Sunday, August 10, 2008
The Reluctant Eulogist
© 10 August 2008, The Griot Poet
Like "Ender's Game" by Orson Scott Card
I find I am a "Speaker for the Dead"
speaking of endings
and beginnings
in two days having lost
Bernie Mac,
Now Isaac Hayes
"He was a bad mother... shut your mouth!"
He brought style to baldness before MJ,
Chocolate was never as sweet as when he sang,
Back in the day
If you HAD no luck with babes... you played a 45" by Isaac Hayes,
And she, felt gorgeous for his refrain...
He wore chains before Run DMC, Mr.
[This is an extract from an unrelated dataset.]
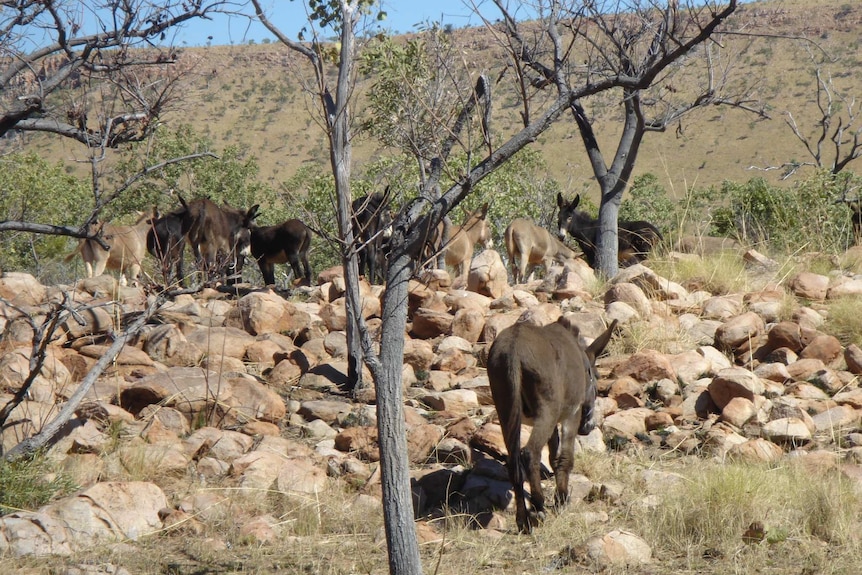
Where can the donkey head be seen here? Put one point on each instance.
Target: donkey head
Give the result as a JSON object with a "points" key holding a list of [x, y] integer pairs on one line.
{"points": [[567, 210]]}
T or gangster wannabe's,
He rapped before Ludacris or Nelly,
He was the foundation for disco, urban contemporary music,
midnight love videos, Marvin Gaye, Luther Vandross and Barry White...
Yes, I am a speaker for the dead,
and something about us is passing fast
into the past,
into oblivion,
into the cloud of witnesses...
I quote myself in the piece "Last Days":
I lament the death of soul music:
born of marches,
riots,
Civil Rights songs.
It was OUR marching music,
the beat of OUR drums,
when we sang out
we gave NEPHESH *
back in spirit-filled medley.
I lament the death of soul music
and the architects of its pentameter,
journeymen and master musicians
as capable of 'da FUNK'
as arranging a Philharmonic Orchestra
without sampling past hits,
shocking lyrics
or "lip sync."
I lament the death of soul music
with the sincerest tears...
In twenty years:
Music that calls our women "hootchies, B's and 'hos,"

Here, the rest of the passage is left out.